Kerouac has to be right in one sense, that an honest journal, portrait, or poem catches and immobilizes a slice of time, becomes a freeze frame able to evoke the past. But he's also wrong. Nothing stops time, and time makes strangers of us all. A dozen years from now, my grandson will not know that an old photo in an album has caught a little girl in a nicely dressed lie. And a dozen decades from now, language will have changed so much that these very pages will seem alien, of value only to some pedant studying old words, old phrases and constructions, curiosities as odd as narwhals, as dead as passenger pigeons.

Friday, November 13, 2009

Life Without a Coffee Shop

Last evening, as planned, I drove to the next town to attend a poetry reading at a comfy, independent coffee shop. Horrors! There's a sign on the door, "poetry reading canceled, closing early." This cannot be. People will come, they will cry, they will demand explanations. Well, that didn't happen. A friend who had already arrived and I posted a sticky note next to the closure announcement telling a third friend where to find us, and we went up the hill to a Mexican restaurant, kept a beady eye on the door and finally three others joined us for an impromptu dinner and reading--just to our own table, of course. We had a good visit, laughed a lot, and left satisfied. But the ghost of a thought followed me. Already I live in a neighborhood where our only semi-independent coffee shop closed precipitously on the day of a poetry reading. You can understand my angst. Poetry and cafes have long been good bedfellows, warm companions, etc. The supermarket version of coffee shop is not the same.

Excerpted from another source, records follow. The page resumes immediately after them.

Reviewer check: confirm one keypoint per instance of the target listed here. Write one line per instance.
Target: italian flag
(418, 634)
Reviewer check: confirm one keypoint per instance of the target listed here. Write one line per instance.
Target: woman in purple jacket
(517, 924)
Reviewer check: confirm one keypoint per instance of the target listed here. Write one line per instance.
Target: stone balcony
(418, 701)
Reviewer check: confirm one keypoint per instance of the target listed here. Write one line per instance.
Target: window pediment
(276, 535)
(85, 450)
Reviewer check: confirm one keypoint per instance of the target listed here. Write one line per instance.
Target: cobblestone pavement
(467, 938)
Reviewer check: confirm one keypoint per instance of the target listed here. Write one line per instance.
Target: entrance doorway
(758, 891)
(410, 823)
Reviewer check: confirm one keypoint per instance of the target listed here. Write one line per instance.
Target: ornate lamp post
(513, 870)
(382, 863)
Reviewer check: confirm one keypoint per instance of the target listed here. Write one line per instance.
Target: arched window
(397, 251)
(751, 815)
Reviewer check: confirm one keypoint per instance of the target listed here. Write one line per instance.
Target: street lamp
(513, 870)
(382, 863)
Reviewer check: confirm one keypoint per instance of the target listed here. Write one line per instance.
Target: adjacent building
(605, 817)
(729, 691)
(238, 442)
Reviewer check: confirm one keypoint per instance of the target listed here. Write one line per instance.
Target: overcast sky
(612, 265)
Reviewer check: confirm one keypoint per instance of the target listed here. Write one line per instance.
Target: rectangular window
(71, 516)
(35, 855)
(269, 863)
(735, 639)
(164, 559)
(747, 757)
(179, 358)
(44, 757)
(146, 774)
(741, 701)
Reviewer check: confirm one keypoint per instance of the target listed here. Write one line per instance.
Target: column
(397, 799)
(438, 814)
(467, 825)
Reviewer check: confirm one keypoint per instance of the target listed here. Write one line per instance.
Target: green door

Here's another thing; the place that closed without warning--I was to have been the feature reader that evening, heck, the only reader. So I take these things personally. If that Mexican restaurant, long a fixture in its town, closes, I'm going to call for an exorcism, or genetic alteration to remove my poison poetry gene. Or stay home. But that might call down the imps of the perverse and my house go to strangers, a sign posted on the front door, "Contaminated. Do not enter." How can Auden claim that poetry makes nothing happen. Just look at this mess.

Wednesday, November 4, 2009

Fear of Fundamentalism

Prayer for an American Rose

Let her wear jeans.
Let her practice karate
and feel sun on her skin.
Let her study ecology, engineering,
medicine, law or all of these.
Let her serve no man but
whom she serves by choice.

Stop the woman haters here and there
before she grows breasts and bleeds.
Do no marry her off.
Dear god, she's not meant to wilt
in skirts and a scarf.


Some days the news makes me grind my teeth and pace. When that happens, and I see children I love in danger, I understand, a little anyway, the urge to revolution. If we cannot protect our freedom, little girls will be locked away in domestic prisons, and we will have to fight. More than anything in this world, I want girls to have the freedoms I have had all my life: to study, to write, to work, to wear what feels right and to worship (or not) as I choose, to marry or not. To manage my money, drive a car, walk the dog without waiting for a male relative to go along.